If you are somebody whose mind forgets everything as soon as they see a blank page (text box) in front of them then here are some ideas to get you started.

  • Value of NLM’s education for librarians and information specialists (NLM Associate Fellowship, Biomedical Informatics course..aka Woods Hole)
  • Collaboration among NLM, NN/LM, and MLA regarding consumer health, disaster information, scholarships, etc.
  • NLM collections, services, data, PubMed, Loansome Doc, ClinicalTrials.gov, MedlinePlus, PubMed Central, etc.

I know this is a very long post asking you to do something. But really it is something very important to medical librarianship and should be done by all medical librarians.  Even if you don’t have time to create the worlds best RFI, please put something down.  Don’t be silent as the government looks to shape your National Library of Medicine.

Behind MLA Scenes: Updates

MLA Committees:

Once MLA members have applied to be on a committee, MLA sends the President elect the giant committee wish list.  It is a grid like sheet listing every committee and the members’ first, second and third choice.  It also has the committee chairs’ first, second and third choice for members on their committee.  So the President elect looks at this entire thing and assigns people to committees based on their requests AND that of the committee chairs.  As Mark Funk said, it is kind of like “NFL draft done by one person trying to make teams, coaches, and players all happy.”
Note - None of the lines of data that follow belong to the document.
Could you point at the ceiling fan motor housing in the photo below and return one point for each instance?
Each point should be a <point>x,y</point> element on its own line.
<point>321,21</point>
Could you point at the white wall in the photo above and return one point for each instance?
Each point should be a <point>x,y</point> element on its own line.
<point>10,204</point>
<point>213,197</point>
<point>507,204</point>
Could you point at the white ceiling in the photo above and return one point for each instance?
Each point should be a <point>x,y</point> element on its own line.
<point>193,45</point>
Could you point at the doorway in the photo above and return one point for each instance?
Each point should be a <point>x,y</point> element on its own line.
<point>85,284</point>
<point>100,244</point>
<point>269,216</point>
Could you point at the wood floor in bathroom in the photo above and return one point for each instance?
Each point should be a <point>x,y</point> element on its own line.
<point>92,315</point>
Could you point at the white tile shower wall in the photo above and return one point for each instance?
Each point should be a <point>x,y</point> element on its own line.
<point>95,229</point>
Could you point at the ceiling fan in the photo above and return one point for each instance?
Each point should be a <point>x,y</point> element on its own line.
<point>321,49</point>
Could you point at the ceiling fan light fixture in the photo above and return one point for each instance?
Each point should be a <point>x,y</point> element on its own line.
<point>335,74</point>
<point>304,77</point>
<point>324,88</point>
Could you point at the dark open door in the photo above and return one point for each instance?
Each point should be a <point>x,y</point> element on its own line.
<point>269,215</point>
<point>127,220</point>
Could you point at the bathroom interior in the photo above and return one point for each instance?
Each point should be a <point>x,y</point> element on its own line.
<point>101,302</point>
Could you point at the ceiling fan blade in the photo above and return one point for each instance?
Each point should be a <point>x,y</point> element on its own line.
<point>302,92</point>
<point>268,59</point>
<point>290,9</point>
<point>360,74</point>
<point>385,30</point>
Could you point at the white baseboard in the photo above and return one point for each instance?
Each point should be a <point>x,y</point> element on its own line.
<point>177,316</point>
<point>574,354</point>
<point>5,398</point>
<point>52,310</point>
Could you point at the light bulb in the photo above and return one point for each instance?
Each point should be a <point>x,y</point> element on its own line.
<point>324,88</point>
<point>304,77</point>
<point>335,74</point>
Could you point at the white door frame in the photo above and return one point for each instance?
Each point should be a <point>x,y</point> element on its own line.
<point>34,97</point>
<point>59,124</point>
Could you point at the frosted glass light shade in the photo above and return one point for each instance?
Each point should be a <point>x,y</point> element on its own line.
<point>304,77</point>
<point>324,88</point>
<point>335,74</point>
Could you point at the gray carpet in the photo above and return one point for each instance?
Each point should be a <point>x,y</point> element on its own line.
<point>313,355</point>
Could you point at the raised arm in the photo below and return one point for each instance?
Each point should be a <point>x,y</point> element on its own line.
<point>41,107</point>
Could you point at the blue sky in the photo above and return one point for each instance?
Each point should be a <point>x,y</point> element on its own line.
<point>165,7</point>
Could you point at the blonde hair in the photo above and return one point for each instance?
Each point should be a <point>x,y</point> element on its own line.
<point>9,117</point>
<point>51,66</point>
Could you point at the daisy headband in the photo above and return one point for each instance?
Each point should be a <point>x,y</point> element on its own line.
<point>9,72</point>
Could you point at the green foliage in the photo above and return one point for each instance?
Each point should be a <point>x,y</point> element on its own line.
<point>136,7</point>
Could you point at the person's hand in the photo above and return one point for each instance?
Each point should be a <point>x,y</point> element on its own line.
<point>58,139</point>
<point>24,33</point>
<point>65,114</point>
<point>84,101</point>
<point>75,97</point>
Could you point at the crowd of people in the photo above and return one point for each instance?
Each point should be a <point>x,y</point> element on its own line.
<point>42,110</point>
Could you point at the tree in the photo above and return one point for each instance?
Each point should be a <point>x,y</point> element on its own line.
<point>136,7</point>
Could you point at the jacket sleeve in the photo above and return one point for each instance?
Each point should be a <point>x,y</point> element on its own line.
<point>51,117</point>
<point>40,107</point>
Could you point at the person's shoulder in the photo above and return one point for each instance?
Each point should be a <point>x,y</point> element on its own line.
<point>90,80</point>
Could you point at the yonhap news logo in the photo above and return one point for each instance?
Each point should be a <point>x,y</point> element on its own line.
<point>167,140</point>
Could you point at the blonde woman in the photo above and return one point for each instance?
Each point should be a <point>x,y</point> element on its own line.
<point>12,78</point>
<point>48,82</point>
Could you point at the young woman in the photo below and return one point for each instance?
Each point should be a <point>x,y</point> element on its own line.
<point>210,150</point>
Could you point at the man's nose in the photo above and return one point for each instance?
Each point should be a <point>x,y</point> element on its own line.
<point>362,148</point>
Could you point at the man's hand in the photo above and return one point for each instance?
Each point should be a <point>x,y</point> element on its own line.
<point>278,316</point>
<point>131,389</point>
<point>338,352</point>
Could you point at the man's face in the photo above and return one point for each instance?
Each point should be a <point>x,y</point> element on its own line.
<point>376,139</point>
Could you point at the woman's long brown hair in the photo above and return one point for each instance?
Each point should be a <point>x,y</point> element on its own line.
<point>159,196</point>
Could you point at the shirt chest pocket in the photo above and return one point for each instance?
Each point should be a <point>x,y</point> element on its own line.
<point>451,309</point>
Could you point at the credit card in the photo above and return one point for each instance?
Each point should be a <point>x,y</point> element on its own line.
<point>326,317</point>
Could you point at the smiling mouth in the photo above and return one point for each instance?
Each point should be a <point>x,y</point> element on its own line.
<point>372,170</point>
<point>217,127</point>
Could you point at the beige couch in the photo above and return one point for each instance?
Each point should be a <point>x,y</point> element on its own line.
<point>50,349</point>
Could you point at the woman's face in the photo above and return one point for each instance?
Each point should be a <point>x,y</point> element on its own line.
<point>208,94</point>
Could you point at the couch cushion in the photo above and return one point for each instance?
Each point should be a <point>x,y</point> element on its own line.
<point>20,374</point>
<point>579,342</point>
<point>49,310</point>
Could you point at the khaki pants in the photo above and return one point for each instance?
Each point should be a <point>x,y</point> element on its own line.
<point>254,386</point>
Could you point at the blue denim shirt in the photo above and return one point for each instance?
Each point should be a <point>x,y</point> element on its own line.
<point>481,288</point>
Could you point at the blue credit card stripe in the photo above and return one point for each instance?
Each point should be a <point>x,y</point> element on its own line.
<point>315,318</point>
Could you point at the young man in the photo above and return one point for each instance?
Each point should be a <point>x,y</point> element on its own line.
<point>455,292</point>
I just got done assigning everyone who applied for an MLA committee to a committee.  I hope the assignments worked out and they like their teams er committees.  While everyone got onto a committee, not everyone got their choices.  Sometimes some committees only had two spots available and 10 people asked to be put on it.  I sent the information to MLA and they will be sending out letters shortly.

Board Meetings:

In the past I mentioned that the MLA Board gets together a few times a year to discuss MLA and make sure things are moving forward.  Our recent meeting in Chicago was our first meeting with our new Executive Director Kevin Baliozian and we discussed the strategic plan for MLA.  It was a very good meeting and there will be a lot of things going forward with MLA.  I wish I could be more transparent in my description and I think things will be in the next few weeks or so.

That is all for my brief MLA Behind the Scenes update.  Questions or comments feel free to let me know.